Electron Microscopy:

Nasal brush biopsies were fixed in 2.5% glutaraldehyde in cacodylate buffer and were processed as previously described.9 Briefly, cells were washed in sodium cacodylate buffer, postfixed with 1% osmium tetroxide, and centrifuged in 2% agar to generate a pellet. Using a series of increasing concentrations of methanol followed by propylene oxide, cells were dehydrated before being embedded in Araldite resin. Sections of 70 to 90 nm in size were cut using a Reichert Ultracut-E ultramicrotome, mounted onto copper grids, and stained with methanolic uranyl acetate and lead citrate. Assessment of the respiratory epithelium and ciliary ultrastructure was made on a Hitachi 7000 transmission electron microscope. A clinical electron microscopist blinded to the case information quantified cells, determined their microtubular arrangement in the axoneme, and investigated the presence of dynein arms.

Ethics Statement

This study was conducted in accordance with the amended Declaration of Helsinki. The National Research Ethics Service Committee London, Bloomsbury, approved the protocol (study number 08/H0713/82). Signed patient consent was not required.

Patients With BBS Report Respiratory Symptoms

Patients with BBS report an increased prevalence of neonatal respiratory distress at birth, general practitioner (GP)-diagnosed asthma, and rhinitis compared with the general population. These symptoms, however, occurred at a significantly reduced incidence compared with patients with known motile cilia dysfunction (PCD) (Table 1).1016

Table Graphic Jump Location
TABLE 1 ]  Prevalence of Symptoms Associated With Motile Ciliary Dysfunction in Patients With BBS Compared With the General UK Population and Patients With PCD1016

Data are presented as % unless indicated otherwise. BBS = Bardet Biedl Syndrome; ENT = ear, nose, and throat; GP = general practitioner; NA = not available; PCD = primary ciliary dyskinesia.

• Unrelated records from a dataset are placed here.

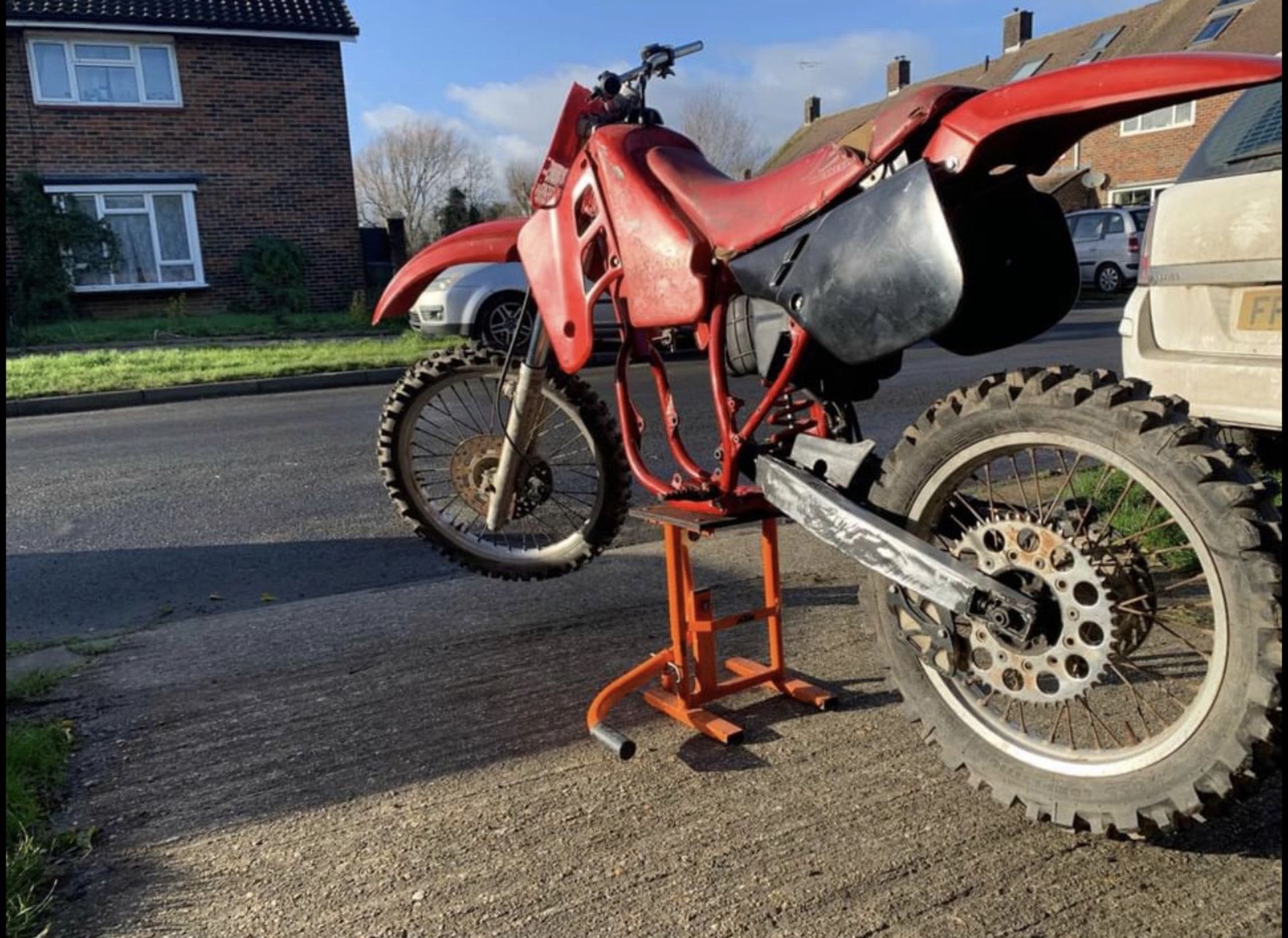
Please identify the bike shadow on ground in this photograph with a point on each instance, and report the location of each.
(761, 718)
(1248, 827)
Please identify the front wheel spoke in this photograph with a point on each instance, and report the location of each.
(1156, 678)
(435, 405)
(1096, 719)
(572, 517)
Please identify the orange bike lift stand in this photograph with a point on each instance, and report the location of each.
(688, 672)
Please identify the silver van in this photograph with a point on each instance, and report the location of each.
(1206, 321)
(1108, 245)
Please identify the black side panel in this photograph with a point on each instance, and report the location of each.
(1022, 271)
(869, 277)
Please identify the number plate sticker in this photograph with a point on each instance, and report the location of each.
(1263, 311)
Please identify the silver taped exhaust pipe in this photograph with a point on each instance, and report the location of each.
(880, 545)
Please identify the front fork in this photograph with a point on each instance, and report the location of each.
(521, 427)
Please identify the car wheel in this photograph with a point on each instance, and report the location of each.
(1110, 278)
(500, 317)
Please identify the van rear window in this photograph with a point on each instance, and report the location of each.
(1248, 138)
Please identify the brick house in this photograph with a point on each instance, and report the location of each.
(1124, 164)
(191, 128)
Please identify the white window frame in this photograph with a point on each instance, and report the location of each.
(134, 43)
(147, 190)
(1155, 189)
(1174, 125)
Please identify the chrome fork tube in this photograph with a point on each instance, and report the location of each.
(521, 428)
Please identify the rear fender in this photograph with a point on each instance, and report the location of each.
(1032, 123)
(488, 242)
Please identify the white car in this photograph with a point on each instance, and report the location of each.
(486, 302)
(1206, 320)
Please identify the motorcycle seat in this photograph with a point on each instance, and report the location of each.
(735, 215)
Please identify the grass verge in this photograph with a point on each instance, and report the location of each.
(150, 327)
(35, 768)
(81, 372)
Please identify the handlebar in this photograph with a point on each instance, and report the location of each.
(657, 60)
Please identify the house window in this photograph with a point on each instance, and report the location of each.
(1099, 46)
(1163, 119)
(1214, 28)
(1028, 70)
(1136, 195)
(103, 71)
(156, 233)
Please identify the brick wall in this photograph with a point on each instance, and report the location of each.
(263, 127)
(1156, 156)
(1149, 158)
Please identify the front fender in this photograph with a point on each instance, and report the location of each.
(1032, 123)
(488, 242)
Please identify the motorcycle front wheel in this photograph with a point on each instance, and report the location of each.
(1149, 686)
(441, 438)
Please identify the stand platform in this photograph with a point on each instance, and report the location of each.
(687, 673)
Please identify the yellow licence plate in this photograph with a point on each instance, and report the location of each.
(1263, 311)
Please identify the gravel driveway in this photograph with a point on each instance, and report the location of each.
(414, 762)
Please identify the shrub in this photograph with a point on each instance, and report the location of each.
(274, 271)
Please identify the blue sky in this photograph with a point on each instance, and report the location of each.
(498, 70)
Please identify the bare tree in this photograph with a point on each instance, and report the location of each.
(727, 136)
(409, 170)
(518, 177)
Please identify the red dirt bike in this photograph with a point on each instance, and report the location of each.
(1081, 586)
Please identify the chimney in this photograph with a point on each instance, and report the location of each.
(1016, 29)
(898, 75)
(813, 107)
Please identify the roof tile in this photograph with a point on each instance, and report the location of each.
(1163, 26)
(323, 17)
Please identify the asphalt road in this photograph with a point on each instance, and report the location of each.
(125, 518)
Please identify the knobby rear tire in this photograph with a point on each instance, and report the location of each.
(1236, 519)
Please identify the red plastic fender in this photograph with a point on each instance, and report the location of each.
(488, 242)
(1032, 123)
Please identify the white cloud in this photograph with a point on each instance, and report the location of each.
(386, 116)
(515, 119)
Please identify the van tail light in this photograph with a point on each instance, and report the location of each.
(1143, 272)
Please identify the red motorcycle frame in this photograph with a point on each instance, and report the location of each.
(631, 209)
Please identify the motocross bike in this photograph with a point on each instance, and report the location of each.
(1079, 585)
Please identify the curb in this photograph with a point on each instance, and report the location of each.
(75, 404)
(183, 342)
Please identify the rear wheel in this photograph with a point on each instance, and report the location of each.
(1149, 686)
(441, 437)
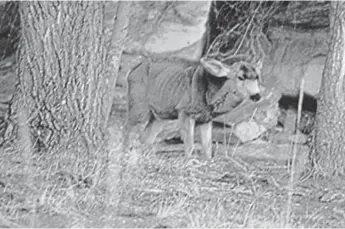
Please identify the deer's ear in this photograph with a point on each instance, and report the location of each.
(258, 67)
(215, 67)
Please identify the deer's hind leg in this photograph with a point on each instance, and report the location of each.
(152, 129)
(206, 138)
(187, 127)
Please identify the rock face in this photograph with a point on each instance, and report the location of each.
(163, 28)
(295, 55)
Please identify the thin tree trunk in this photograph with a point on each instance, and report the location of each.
(117, 155)
(330, 132)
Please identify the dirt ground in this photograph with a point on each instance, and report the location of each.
(165, 189)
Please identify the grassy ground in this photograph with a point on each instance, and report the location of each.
(145, 188)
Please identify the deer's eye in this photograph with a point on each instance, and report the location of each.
(241, 78)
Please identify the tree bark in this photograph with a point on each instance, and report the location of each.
(62, 86)
(330, 130)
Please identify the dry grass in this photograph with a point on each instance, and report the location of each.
(164, 189)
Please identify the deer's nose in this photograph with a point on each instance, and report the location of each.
(255, 97)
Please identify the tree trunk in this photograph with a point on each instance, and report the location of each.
(330, 132)
(62, 87)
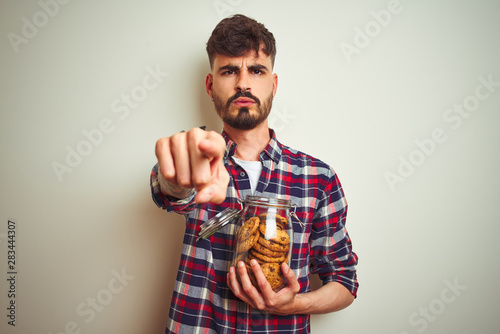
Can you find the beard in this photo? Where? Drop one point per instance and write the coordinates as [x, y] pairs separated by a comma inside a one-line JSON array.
[[243, 120]]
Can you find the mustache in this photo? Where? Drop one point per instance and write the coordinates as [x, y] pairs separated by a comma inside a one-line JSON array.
[[242, 94]]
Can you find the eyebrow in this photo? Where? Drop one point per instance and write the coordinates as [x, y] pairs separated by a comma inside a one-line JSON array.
[[236, 68]]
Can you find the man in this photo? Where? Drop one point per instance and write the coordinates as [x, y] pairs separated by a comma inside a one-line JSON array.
[[200, 173]]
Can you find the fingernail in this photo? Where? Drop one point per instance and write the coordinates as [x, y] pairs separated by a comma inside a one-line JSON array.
[[203, 197]]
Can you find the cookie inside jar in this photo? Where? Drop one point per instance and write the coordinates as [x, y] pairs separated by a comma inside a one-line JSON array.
[[264, 233]]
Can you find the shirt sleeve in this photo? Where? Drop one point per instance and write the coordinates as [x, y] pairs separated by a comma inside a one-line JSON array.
[[170, 204], [332, 257]]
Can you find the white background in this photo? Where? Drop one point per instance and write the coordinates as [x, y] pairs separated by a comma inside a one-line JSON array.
[[362, 111]]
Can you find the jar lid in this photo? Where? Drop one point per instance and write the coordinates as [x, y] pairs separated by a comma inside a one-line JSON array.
[[268, 201], [217, 222]]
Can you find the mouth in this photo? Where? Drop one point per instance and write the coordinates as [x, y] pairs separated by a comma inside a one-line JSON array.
[[244, 102]]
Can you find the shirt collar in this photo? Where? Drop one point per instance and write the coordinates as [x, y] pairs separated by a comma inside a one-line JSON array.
[[272, 151]]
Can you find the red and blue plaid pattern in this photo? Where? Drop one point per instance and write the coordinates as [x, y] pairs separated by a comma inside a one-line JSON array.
[[202, 301]]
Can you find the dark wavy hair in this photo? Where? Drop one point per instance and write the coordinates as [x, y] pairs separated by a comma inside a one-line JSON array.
[[236, 35]]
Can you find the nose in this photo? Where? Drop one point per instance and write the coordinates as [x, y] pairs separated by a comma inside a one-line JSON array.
[[243, 83]]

There was no increase in the reported frequency of chest infections or cough, and cough was not wet or productive. Rhinitis was reported to be seasonal in five patients and associated with sinusitis in two patients.

Otitis media sufficient to require tympanostomy tube insertion was also more prevalent in patients with BBS than in the general UK population, but was less prevalent than in patients with PCD. In the BBS cohort, 11 tympanostomy tube insertions were considered successful, one had to be repeated, and in two, the outcome was unknown at the time of the study. This is in contrast to PCD, in which persistent perforation of the eardrum is not uncommon after surgery. No patients with BBS had hydrocephalus.

Nasal Respiratory Epithelium Demonstrates Ciliary Depletion and Goblet Cell Hyperplasia

Epithelial strips obtained from patients with BBS demonstrated an increase in the number of mucus cells and a decreased number of ciliated cells compared with the healthy control group and the PCD group. Quantifiably, the changes seen in BBS were similar to those in patients with asthma. These data are shown in Figure 1.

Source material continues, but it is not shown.